What neither of them have is a controller worthy of their living room ambitions.
These design challenges have been solved years ago, with high-quality white label controllers now long since cheap and plentiful in the world's manufacturing capital - China. So why did PlayJam and Ouya feel the need to try and innovate in this department with highly bespoke designs, especially when the odds and their budgets were already so heavily stacked against them?
Why not stick to what you're good at?
Why didn't they build something that was as dependable and usable as the most basic industry standard (such as a Sony dual analogue controller circa 1997 for example) as a first concern and focus their main efforts (and cash) on the software and ecosystem side of the platform as opposed to an area neither company had any real prior form in - mass market hardware.
From design to logistics - ergonomics to manufacturing tooling, trying to launch any kind of complex business that is dependent upon an immaculate conception of the hardware process is bound to fail unless those responsible have both armfuls of cash and an intimidating quantity of experience.
Once more with feeling (and ergonomics)
So how should unconsoles change?
First off, they need to stop trying to re-invent the wheel and grab a high-quality off the shelf control pad that can be at least somewhat modified in terms of its outer appearance/portability etc.
Then they should double down on what they have both already shown some serious grit with - shocking, dauntless ambition.
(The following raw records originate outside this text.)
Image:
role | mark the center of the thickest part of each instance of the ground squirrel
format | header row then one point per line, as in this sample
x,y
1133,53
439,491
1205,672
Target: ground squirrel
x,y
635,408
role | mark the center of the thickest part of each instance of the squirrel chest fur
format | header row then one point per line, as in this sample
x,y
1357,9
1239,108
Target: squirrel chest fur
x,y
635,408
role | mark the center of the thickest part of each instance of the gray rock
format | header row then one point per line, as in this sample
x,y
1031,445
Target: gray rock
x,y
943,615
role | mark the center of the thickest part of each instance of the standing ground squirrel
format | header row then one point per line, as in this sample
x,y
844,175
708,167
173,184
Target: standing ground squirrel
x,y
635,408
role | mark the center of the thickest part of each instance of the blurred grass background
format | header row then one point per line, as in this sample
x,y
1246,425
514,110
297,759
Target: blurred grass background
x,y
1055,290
If scorn should be heaped on much of the actual plastic of both the Ouya and the GameStick, then praise should be dolled out just as liberally for their bold attempts to change the economics of delivering games to the living room and delivering the complex ecosystem necessary to make that possible.
As I said at the outset, the unconsole proposition is still a strong one and if I'm totally honest with myself, expecting either the Ouya or the GameStick to launch a strong v1.0 product on the back of their relatively modest beginnings is scarcely short of naive entitlement.
Here's hoping there's enough gas in the tank for both companies to unveil their v2.0 product - call me a glutton for punishment but I'll still be buying both (should they emerge), which is more than I can say for Sony or Microsoft's latest offerings.